- The Washington Times - Thursday, February 1, 2007

SANTA ANA, Calif. (AP) — U.S. jails and prisons have become strategic chokepoints in the search for illegal aliens facing deportation.

U.S. Immigration and Customs Enforcement officials say more jail checks are crucial to preventing serious crimes by illegal aliens. In December, for example, an illegal alien with a history of arrests for assaults and drug offenses shot two Long Beach, Calif., police officers before he was killed in a gun battle.

“This isn’t really an immigration issue. It’s a public-safety issue,” ICE spokeswoman Virginia Kice said. “You can be sure there’ll be a finger-pointing drill at the end of the day if they do something evil.”

About half of the nearly 190,000 illegal aliens deported last year had criminal records, U.S. authorities said.

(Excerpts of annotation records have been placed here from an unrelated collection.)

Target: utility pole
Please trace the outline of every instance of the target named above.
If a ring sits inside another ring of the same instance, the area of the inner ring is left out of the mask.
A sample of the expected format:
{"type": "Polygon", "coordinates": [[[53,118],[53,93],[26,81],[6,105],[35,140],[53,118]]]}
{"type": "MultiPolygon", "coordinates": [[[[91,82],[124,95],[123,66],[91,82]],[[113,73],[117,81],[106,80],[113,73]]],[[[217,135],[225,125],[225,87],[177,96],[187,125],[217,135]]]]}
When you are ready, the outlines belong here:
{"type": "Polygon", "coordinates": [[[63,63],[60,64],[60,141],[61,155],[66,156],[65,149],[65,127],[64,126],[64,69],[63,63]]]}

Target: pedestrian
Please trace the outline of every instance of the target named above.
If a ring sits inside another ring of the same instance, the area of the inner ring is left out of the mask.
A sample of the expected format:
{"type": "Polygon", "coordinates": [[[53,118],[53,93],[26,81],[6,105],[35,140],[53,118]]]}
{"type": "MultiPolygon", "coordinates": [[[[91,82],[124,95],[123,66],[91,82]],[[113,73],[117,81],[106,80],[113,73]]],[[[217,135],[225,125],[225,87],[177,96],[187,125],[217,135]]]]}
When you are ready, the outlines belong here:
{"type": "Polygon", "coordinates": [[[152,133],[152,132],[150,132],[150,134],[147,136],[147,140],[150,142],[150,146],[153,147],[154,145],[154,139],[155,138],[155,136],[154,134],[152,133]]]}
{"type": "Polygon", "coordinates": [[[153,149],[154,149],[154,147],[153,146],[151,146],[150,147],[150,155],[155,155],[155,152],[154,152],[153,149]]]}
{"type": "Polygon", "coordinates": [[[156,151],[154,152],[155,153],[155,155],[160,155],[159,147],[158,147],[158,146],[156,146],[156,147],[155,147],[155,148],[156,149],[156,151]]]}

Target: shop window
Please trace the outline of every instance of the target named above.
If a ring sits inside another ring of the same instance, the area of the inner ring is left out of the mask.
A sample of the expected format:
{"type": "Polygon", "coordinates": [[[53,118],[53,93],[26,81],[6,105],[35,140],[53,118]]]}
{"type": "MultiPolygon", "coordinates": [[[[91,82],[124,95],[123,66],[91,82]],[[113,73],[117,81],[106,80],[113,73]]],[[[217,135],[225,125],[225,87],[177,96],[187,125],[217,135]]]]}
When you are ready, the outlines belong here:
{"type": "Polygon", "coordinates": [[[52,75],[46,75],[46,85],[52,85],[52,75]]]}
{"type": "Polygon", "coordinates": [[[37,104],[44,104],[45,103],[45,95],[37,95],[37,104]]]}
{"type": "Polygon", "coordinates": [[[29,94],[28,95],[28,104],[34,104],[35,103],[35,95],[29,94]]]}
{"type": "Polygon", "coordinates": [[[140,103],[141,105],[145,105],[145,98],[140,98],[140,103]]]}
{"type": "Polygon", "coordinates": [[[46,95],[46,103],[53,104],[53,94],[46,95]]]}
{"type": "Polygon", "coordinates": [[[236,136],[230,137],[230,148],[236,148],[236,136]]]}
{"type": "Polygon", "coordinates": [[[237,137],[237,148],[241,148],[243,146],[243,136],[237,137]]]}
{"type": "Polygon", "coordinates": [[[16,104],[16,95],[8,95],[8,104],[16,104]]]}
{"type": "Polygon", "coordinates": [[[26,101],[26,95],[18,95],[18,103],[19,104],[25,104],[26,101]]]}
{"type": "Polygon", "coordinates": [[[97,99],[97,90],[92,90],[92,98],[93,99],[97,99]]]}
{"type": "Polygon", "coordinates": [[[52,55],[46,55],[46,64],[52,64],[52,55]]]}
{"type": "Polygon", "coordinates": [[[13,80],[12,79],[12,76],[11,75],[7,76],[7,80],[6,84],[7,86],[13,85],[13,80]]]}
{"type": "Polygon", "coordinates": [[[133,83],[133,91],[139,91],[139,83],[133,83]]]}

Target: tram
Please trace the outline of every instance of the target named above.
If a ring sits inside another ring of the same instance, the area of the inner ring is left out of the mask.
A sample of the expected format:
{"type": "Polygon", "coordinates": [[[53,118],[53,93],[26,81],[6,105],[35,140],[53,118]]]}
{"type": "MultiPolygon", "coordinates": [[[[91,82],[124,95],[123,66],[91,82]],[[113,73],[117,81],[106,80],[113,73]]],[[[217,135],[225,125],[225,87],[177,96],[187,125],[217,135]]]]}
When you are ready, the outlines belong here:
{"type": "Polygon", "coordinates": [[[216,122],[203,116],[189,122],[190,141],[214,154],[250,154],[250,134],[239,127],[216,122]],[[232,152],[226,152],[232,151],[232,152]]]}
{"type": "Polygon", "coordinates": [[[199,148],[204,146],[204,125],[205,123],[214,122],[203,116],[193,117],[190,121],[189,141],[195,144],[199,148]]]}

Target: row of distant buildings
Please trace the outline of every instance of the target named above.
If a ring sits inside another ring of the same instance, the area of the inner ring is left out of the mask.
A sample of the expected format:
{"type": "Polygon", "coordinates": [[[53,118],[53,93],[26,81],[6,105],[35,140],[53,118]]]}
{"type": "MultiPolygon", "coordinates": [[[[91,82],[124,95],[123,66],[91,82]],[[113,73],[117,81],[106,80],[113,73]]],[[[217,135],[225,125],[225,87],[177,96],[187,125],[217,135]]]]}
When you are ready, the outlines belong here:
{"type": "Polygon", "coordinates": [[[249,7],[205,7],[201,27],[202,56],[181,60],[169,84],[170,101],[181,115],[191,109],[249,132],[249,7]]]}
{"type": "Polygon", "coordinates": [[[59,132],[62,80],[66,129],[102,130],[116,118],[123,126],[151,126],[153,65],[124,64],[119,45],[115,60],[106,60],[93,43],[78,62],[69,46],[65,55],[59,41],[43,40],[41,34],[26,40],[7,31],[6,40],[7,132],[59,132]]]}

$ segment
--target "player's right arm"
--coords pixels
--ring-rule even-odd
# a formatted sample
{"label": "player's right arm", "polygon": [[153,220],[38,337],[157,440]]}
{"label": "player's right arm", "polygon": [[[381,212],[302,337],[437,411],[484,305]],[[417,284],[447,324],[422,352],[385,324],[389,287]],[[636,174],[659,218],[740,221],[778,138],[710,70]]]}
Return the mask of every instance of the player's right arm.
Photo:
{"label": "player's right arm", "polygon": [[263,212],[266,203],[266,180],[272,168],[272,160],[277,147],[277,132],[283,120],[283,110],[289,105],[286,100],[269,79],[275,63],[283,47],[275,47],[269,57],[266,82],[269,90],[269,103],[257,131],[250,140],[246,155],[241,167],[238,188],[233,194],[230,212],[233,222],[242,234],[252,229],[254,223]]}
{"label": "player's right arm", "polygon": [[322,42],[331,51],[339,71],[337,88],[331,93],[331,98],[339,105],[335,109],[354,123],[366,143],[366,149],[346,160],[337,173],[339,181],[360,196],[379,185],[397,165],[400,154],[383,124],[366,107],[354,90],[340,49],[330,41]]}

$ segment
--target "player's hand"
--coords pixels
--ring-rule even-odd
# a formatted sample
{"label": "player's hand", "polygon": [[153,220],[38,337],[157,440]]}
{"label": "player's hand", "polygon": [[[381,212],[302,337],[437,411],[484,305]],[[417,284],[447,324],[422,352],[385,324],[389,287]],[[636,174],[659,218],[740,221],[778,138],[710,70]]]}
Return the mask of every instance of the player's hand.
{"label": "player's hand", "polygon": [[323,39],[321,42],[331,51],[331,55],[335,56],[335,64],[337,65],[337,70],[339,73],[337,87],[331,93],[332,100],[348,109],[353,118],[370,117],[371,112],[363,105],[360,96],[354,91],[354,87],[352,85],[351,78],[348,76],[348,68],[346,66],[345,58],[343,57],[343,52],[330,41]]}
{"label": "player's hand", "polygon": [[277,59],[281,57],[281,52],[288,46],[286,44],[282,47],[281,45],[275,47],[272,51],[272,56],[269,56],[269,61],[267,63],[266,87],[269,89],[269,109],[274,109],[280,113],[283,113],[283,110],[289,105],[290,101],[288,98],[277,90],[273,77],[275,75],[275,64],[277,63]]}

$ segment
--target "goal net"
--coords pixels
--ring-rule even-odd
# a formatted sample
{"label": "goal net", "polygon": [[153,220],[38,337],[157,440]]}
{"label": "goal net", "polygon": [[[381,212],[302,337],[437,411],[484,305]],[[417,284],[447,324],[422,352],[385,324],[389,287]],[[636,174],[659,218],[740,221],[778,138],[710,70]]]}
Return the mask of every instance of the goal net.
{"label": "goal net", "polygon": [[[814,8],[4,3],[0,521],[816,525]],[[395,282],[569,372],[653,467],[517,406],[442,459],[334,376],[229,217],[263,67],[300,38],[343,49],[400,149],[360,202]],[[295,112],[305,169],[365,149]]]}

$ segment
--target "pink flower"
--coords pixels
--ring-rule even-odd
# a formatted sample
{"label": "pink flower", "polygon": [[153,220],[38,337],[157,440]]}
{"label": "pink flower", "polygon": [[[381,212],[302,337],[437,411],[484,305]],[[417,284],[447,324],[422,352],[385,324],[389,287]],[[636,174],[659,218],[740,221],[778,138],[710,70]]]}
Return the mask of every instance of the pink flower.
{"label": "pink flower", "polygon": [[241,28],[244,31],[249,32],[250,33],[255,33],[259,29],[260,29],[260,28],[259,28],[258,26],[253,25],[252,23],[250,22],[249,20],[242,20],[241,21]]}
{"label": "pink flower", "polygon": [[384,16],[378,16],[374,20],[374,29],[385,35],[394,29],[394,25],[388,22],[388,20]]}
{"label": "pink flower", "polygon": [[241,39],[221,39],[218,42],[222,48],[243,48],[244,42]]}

Sweeps of jails in the past seven months by ICE agents have netted more than 5,500 people nationwide, and a new system designed to track federal inmates has flagged about 6,000 people at 119 prisons, the agency said.

Past efforts to identify illegal aliens in jails were haphazard, with federal authorities checking inmate rosters at some lockups weekly at best. Some of the worst immigration violators were allowed back on the streets after doing their time.

Conservative groups are pleased with the new strategy but worry that the emphasis on jail checks is a political gimmick that could divert much-needed personnel and other resources from stopping illegal aliens at the border.

“This is a way to do it that everybody is for but has no real effect on the overall immigration flow,” said Mark Krikorian, executive director of the Center for Immigration Studies, a conservative think tank. “It shuts up the critics.”

Immigrant rights groups say illegal aliens might stop reporting child abuse or domestic violence to protect husbands or fathers from deportation. They also worry that people who have been stopped for minor offenses or wrongly arrested will be deported.

Starting in 2008, ICE plans to assign 220 more employees to jails through its Criminal Alien Program. The agency would not say how many employees are in the program.